Daniel le había preguntado a Dios Padre cuál era la justificación de la crucifixión. Era una experiencia extrema y no era necesaria según su criterio. Él no había matado a nadie. A nadie le había hecho daño físico. La relación con los demás le parecía siempre mejorable, pero dentro siempre de unas líneas aceptables.
No entendía el porqué de la crucifixión en su vida personal. Él no la necesitaba. Otros le decían que él también necesitaba la crucifixión de Cristo, pero era una postura que no compartía en absoluto. Al siguiente día mientras estaba ocupado en otras actividades recibió la idea en su interior.
Había personas que podían, en algún momento, justificar la ira en forma de ataque a los demás. Jesús, al indicar que perdonaba a todos los que le crucificaban, mostraba que nada podía apartarle de su objetivo. Nada ni nadie podía encenderle la ira nunca ni siquiera ante las puertas de la muerte del cuerpo.
“Como ya te dije anteriormente, ‘lo que enseñes es lo que aprenderás’. Si reaccionas como si te estuvieran persiguiendo, estarás enseñando persecución. No es esta la lección que el Hijo de Dios debe enseñar si es que ha de alcanzar su propia salvación”.
“Enseña más bien tu propia inmunidad, que es la verdad acerca de ti, y date cuenta de que no puede ser atacada. No trates de protegerla, pues, de lo contrario, creerás que es susceptible de ser atacada”.
“No se te pide ser crucificado, lo cual fue parte de lo que yo aporté como maestro. Se te pide únicamente que sigas mi ejemplo cuando te asalten tentaciones mucho menos extremas de percibir falsamente, y que no las aceptes como falsas justificaciones para desatar tu ira”.
“No puede haber justificación para lo injustificable. No creas que la hay, ni enseñes que la hay. Recuerda siempre que enseñas lo que crees. Cree lo mismo que yo, y llegaremos a ser maestro de igual calibre”.
Daniel sabía que en sus pensamientos no podía introducirse ninguna justificación para la ira. Ni siquiera en los momentos extremos había justificación. La afirmación de que no podíamos ser atacados era la creencia que se debatía en su interior.

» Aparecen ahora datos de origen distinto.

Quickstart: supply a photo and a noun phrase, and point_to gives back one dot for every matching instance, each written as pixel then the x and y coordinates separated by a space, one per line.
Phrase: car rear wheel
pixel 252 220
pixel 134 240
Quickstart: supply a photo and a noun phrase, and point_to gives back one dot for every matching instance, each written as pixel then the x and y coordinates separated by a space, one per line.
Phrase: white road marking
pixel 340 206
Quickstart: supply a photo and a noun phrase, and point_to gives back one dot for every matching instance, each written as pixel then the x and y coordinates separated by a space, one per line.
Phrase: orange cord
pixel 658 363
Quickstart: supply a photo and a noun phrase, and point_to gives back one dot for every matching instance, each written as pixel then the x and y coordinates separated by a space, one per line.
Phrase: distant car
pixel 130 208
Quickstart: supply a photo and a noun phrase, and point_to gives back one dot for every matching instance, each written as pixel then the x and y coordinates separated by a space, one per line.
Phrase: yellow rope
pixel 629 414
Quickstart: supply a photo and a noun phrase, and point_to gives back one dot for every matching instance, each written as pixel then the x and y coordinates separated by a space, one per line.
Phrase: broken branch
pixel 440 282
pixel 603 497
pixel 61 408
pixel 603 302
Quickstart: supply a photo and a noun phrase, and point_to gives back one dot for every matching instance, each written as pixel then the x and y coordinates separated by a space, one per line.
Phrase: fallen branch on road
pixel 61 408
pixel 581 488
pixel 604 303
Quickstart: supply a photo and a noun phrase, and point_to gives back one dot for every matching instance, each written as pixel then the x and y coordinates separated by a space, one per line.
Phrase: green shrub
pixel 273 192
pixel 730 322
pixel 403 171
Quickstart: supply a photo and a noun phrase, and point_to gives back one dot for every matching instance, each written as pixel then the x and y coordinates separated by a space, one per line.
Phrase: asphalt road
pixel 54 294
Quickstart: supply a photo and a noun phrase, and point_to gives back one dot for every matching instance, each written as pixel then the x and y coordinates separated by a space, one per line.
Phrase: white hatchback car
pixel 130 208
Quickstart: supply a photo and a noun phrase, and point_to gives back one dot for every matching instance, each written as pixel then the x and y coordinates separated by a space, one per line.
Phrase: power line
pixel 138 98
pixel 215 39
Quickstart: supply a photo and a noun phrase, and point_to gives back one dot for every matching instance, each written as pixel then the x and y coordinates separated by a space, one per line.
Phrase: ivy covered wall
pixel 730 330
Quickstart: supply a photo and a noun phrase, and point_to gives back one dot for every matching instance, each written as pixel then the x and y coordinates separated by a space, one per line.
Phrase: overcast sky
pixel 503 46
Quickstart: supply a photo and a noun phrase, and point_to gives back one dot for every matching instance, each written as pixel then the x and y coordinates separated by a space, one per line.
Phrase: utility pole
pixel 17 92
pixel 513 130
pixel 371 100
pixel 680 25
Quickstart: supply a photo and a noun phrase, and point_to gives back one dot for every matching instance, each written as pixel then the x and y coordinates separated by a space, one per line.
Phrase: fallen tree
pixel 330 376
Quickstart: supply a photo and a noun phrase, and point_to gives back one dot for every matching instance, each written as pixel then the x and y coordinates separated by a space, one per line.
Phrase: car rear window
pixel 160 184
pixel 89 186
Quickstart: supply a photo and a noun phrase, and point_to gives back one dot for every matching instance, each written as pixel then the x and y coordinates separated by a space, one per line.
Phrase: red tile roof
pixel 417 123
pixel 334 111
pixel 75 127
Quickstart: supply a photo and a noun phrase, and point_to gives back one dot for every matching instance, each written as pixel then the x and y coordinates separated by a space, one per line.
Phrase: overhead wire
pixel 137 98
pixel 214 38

Ese era el punto vital de la reflexión. Todos podían, aparentemente atacarnos, pero estaban expresando la problemática interior que tenían dentro de sí. Echaban sus llamaradas sobre nosotros. No nos podían atacar porque lo único que era posible era la expulsión de sus pensamientos equivocados sobre nosotros.
Teniendo claro esto, nos volcábamos sobre los demás como víctimas de sus propias incongruencias en lugar de considerarnos a nosotros como víctimas. Por ello, la ira era imposible.